By NHI Mgmt Group Editorial TeamPublished 2025-12-15Domain: Agentic AI & NHIsSource: Defakto Security

TL;DR: AI agents are already operating in enterprise environments with excessive access, static API keys, and weak oversight, according to Defakto Security. Waiting for perfect discovery before governing them only extends exposure and leaves legacy controls blind to runtime behaviour.


At a glance

What this is: This is an independent analysis of why AI agent discovery alone does not secure agent use, and why governance must start before inventory is perfect.

Why it matters: It matters because IAM, PAM, and lifecycle controls built for humans or static service accounts do not reliably govern AI agents that act at runtime and expand blast radius through overpermissioned access.
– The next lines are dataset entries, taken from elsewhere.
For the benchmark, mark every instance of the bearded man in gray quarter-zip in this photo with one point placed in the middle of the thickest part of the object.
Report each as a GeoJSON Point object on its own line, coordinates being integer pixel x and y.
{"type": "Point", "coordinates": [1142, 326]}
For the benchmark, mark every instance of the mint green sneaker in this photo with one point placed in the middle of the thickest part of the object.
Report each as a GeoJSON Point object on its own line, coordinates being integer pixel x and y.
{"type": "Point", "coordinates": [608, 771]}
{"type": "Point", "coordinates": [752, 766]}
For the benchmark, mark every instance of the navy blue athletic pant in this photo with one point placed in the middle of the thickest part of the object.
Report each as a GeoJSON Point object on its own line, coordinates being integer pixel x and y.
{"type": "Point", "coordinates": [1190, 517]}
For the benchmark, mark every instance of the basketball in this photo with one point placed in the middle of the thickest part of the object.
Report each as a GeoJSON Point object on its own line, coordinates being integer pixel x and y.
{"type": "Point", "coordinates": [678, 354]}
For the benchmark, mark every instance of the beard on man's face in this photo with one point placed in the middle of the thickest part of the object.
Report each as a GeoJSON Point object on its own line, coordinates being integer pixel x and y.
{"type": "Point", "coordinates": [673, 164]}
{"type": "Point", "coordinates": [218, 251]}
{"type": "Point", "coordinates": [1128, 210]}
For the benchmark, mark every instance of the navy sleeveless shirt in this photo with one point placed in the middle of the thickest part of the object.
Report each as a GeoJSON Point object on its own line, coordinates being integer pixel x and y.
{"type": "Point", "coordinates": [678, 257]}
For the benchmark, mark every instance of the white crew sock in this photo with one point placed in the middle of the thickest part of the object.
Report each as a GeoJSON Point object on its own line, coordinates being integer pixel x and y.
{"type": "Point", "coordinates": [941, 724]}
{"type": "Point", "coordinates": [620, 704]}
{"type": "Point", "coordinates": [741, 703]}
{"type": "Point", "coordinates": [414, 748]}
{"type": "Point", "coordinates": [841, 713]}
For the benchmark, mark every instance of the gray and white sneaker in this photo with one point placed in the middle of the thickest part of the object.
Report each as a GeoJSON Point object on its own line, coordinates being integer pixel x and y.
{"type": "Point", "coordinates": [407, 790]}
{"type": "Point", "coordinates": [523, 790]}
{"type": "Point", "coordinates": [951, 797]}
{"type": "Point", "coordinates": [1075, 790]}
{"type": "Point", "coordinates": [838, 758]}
👉 Read Defakto Security's analysis of AI agent discovery and governance


Context

AI agent governance is the problem of controlling software entities that can decide, select tools, and act without a person approving each step. The primary issue in this article is not whether AI agents exist, but that many are already live with more access than they should have, while teams keep waiting for perfect discovery before applying control. That is a visibility problem only on the surface. At the governance level, it is a delay problem.

For IAM, PAM, and NHI programmes, the key issue is that legacy environments were built for human users and static machine identities, not agents that can operate across SaaS, CI/CD, and API layers. The article argues for starting with the agents you already know about, then using identity to improve visibility over time. That is the practical starting point, and it is the typical position for enterprises in early AI governance maturity.


Key questions

Q: How should security teams govern AI agents that already have production access?

A: Start with the agents already in production, then rank them by data sensitivity, privilege breadth, and secret reuse. Replace static API keys with identities that can be authenticated at runtime, bind access to the tools and data they actually use, and revoke anything that cannot be attributed cleanly. Governance has to begin with what is already live.

Q: Why do AI agents create more governance risk than traditional automation?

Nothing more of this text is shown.